Furthermore, we conducted pairwise comparisons of WHO z-scores at each follow-up time point (Figure 3). Overall, BF infants consistently demonstrated more favorable growth profiles than SF infants, whereas pHF infants generally exhibited intermediate values and closely approximated the BF group across time. The unadjusted trajectories of WHO z-scores from baseline to 6 months are provided in Figure S1.
Growth velocity was further assessed by calculating the change in WHO z-scores between paired follow-up visits (from baseline to 3 months, 6 months, and 3 months to 6 months, respectively). For each of the growth parameters, we compared z scores at any of the two follow-up time points to measure an absolute change between the paired measurements. We used three baseline growth categories: reference range (z score difference, −0.67 to 0.67), rapid (z score difference, >0.67), and slow growth (z score difference, <−0.67). The proportions of growth velocity categories for each group in different time interval are shown in Figure 4. For LAZ, the change from baseline to 3 months differed significantly among feeding groups. As shown in the figure, gradual growth was observed in 51% of BF infants, compared with 28% in the pHF group and 39% in the SF group. BF infants demonstrated a lower proportion of slow growth compared with pHF (3% vs. 14%) and SF (3% vs. 17%). The differences in HCZ growth velocity among the three groups from baseline to 3 months were marginally significant (p = 0.071). No difference was detected between the other two groups or at other time points.

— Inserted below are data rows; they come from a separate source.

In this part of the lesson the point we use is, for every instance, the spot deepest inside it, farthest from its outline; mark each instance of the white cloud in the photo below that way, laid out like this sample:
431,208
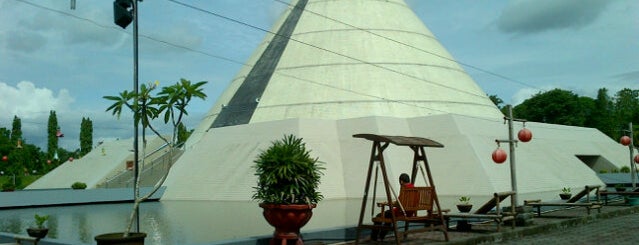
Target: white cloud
529,16
27,101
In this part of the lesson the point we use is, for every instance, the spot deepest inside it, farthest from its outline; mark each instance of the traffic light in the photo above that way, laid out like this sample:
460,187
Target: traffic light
123,12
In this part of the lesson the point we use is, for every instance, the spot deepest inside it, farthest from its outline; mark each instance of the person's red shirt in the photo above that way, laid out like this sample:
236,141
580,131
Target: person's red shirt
397,211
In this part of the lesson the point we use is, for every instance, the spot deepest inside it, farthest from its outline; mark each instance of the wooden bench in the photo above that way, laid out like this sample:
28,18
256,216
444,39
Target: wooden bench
485,211
605,194
416,206
573,201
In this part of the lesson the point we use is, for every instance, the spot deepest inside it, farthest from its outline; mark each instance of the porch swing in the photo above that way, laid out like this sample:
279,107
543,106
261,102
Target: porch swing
417,205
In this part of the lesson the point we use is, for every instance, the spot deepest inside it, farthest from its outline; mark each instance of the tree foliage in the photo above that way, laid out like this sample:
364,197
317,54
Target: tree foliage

During the intervention period, the average daily formula intake and energy intake were similar in both formula groups (p > 0.05) (Table 6). At the 3-month follow-up, infants in the pHF and SF groups consumed a mean (SD) of 881 (206) mL/day and 928 (224) mL/day of formula, respectively (p = 0.165). By 6 months, the corresponding mean (SD) daily intake was 946 (193) mL/day in pHF group and 933 (229) mL/day in the SF group (p = 0.743). We subsequently analyzed the FFQ collected at the 3- and 6-month follow-ups to compare the introduction of complementary foods among the three groups. Complementary foods were rarely introduced at 3 months. By the 6-month follow-up, 46.1%, 46.4%, and 38.6% of infants in pHF, SF and BF groups, respectively, had been introduced complementary foods. However, these differences were not statistically significant (p = 0.480). Therefore, complementary feeding was not included in the primary model, but was adjusted for in sensitivity analyses to confirm the robustness of the findings.
3.4. Adverse Events
Adverse events in this study included gastrointestinal disorders (vomiting, regurgitation, food refusal, hematochezia, etc.), respiratory, thoracic and mediastinal diseases (cold, cough, pneumonia, bronchitis, etc.), allergic disorders (atopic dermatitis, allergic rhinitis, allergic asthma, etc.) and general disorders (fever and other). There were no statistically significant differences in the overall incidence of AEs throughout the intervention period, categorized by system organ class, between pHF and BF groups or between pHF and SF groups (Figure 5). None of the AEs were considered related to study formula consumption. Overall, 328 AEs occurred in the study population, where 130 of them occurred in the pHF group, 123 occurred in the SF group, and 75 occurred in the BF group. The most commonly observed AEs were gastrointestinal disorders and respiratory diseases. It is noteworthy that the incidence of gastrointestinal diseases was significantly higher in the SF group (46.9%) than in the BF group (28.3%), with a higher average number of gastrointestinal events observed in SF group (0.81 events) than in BF group (0.39 events) (Table 7). The incidence of respiratory diseases ranged from 25.0% (BF) to 37.5% (SF). No serious adverse events occurred.
4. Discussion
This multicenter, randomized study, evaluating the safety and tolerability of an infant formula containing partially hydrolyzed whey and intact protein in healthy full-term infants, demonstrated non-inferiority to a standard cow’s milk protein formula with respect to weight gain during the first six months of life. Furthermore, infants fed the SF showed a slower gain in LAZ over time compared with those receiving the pHF. In contrast, no significant differences in growth trajectories were observed between infants fed the pHF and those who were breastfed, suggesting that growth patterns associated with this partially hydrolyzed whey protein formula may be more comparable to those observed in breastfed infants.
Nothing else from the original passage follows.